Flow cytometry showed significant initial expansion of all 3 CAR +ve populations early post-infusion but CD19/22CAR double positive cells were lost at later time points. Six patients had circulating CAR T cells by qPCR at last follow up and the median duration of B cell aplasia has not been reached. Ten of 12 patients (83%) achieved MRD negative CR/CRi at one month post-infusion and 2 patients did not respond. Importantly 2/3 patients with CD19-ve disease achieved molecular CR demonstrating the efficacy of our CD22CAR. Of the 10 responding patients, 2 have relapsed with CD19+CD22+ disease, one patient with CD19-ve disease pre-infusion has relapsed with CD19partialCD22+ disease and one had emergence of MRD level disease, in all cases associated with loss of CAR T cells. One other patient had early loss of CAR T cells with B cell recovery but ongoing MRD negative CR at 3 months post-infusion and remains in MRD negative CR on maintenance chemotherapy. Overall, at a median follow-up of 8.7 months (range 1-15 months), 6/10 responding patients remain in MRD negative CR at last follow-up. Importantly, antigen-negative relapse has not been observed.
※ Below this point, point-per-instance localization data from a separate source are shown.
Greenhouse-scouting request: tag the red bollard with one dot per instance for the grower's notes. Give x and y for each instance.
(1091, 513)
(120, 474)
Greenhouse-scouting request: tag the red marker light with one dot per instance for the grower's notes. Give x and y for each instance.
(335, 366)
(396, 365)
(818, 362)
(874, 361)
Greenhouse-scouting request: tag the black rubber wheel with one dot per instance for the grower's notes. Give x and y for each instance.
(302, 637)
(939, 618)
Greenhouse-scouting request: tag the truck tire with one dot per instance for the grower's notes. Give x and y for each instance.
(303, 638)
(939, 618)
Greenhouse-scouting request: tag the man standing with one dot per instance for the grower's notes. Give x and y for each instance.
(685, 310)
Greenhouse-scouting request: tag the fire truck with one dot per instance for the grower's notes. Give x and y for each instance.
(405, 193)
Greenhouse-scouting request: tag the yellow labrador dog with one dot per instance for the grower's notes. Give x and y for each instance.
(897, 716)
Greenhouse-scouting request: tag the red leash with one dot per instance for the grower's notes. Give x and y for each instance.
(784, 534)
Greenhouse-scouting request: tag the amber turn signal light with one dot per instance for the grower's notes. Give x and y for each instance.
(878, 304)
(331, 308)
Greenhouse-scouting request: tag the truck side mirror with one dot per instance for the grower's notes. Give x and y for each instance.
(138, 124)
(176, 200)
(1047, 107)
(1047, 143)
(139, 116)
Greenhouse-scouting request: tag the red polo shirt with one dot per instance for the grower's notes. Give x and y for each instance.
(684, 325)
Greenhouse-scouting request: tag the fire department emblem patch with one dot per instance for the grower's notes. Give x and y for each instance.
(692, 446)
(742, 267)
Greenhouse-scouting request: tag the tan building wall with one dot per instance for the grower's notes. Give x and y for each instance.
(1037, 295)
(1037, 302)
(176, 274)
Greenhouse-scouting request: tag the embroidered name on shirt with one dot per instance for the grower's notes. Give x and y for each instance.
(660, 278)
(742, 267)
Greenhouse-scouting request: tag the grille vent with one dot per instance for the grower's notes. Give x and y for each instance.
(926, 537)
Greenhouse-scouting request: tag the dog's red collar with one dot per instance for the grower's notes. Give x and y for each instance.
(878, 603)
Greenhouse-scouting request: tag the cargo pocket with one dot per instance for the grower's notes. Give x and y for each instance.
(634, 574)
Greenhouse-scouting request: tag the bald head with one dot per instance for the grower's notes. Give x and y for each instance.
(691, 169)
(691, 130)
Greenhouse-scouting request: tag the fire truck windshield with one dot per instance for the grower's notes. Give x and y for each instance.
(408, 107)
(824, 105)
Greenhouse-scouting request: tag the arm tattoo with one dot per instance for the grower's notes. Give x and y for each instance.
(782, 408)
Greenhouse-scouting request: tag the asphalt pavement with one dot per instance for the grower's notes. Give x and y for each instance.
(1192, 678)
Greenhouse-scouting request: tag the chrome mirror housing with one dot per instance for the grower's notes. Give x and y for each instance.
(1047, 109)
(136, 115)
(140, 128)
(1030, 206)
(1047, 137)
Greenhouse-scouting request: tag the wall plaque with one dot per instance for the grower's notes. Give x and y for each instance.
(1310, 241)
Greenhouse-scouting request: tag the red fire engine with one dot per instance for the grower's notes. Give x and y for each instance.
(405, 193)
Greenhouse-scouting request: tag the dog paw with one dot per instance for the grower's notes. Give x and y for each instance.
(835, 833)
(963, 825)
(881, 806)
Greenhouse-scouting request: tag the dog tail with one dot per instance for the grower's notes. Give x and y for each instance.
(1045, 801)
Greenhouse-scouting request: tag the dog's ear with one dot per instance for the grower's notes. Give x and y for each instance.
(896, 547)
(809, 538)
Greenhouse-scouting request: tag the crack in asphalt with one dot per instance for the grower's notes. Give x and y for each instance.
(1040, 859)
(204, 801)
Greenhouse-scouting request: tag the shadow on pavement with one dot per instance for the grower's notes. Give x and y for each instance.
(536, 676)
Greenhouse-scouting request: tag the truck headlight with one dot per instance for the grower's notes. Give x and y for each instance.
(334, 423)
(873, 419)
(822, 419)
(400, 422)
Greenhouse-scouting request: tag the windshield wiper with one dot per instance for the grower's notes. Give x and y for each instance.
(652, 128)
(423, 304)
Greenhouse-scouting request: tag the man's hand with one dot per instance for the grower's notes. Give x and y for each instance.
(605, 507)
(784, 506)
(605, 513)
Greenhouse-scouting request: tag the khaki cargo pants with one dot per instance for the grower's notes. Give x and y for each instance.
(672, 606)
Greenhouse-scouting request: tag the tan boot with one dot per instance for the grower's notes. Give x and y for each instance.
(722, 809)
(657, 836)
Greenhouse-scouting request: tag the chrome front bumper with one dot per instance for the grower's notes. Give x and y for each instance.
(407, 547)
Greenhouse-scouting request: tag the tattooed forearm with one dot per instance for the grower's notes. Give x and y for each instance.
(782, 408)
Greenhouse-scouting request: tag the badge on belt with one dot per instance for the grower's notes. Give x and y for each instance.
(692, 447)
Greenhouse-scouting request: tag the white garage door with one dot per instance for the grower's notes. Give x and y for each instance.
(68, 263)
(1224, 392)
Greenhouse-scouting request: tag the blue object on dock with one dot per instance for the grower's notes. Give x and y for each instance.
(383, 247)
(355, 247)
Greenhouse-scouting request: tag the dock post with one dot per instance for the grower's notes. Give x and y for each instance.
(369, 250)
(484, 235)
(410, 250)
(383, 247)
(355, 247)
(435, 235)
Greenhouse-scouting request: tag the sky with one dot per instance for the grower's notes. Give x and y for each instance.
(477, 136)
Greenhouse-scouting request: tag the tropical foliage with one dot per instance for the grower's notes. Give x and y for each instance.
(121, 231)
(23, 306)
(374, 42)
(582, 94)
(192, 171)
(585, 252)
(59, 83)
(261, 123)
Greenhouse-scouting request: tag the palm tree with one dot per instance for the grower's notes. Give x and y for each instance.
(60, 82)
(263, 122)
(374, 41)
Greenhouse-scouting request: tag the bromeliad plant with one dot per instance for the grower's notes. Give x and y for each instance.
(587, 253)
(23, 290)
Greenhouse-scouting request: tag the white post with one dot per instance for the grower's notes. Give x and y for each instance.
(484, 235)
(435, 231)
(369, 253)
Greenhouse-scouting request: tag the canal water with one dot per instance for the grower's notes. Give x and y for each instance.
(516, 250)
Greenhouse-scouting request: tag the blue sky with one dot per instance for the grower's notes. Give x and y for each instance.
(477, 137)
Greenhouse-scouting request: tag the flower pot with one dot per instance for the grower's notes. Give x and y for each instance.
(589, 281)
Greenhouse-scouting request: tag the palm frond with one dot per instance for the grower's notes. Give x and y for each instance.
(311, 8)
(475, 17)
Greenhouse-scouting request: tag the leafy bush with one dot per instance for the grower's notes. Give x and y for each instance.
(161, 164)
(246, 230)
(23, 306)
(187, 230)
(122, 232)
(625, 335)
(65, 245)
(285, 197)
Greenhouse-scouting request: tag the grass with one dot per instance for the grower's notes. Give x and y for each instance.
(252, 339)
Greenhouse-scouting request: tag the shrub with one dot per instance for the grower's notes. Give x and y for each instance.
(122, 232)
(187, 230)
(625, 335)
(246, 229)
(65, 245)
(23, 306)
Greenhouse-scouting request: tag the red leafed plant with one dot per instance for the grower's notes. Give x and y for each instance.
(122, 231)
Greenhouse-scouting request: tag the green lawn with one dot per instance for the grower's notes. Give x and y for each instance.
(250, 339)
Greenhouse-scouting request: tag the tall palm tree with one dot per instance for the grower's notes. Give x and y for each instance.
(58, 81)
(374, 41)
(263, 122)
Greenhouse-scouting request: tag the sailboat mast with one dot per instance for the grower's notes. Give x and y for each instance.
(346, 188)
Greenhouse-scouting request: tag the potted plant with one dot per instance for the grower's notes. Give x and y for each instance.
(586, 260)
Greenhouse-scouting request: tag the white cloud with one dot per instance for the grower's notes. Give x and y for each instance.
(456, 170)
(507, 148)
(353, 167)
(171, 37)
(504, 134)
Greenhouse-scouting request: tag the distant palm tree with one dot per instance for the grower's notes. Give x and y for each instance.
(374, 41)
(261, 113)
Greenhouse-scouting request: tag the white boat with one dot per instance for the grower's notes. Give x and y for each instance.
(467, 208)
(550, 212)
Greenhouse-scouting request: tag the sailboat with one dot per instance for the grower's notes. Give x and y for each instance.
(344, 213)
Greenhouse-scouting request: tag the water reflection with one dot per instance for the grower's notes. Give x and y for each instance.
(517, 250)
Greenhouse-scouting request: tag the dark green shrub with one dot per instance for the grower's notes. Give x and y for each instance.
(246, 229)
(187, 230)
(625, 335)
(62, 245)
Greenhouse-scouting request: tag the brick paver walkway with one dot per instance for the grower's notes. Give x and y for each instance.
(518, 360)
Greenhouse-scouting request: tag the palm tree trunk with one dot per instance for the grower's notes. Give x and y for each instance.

Summary/Conclusion: Our data show that dual CD19/22 targeting CAR T cells generated by co-transduction show a favorable safety profile, with robust expansion/persistence and early efficacy in a heavily pre-treated cohort.

To date with we have not observed antigen negative relapse. This contrasts to an incidence of 5/6 CD19 negative relapses in the 12 responders treated with single CD19 targeting CAR T cells (AUTO1) in an earlier cohort and suggests dual targeting may be effective in preventing antigen escape. However, longer follow up will be needed to confirm this.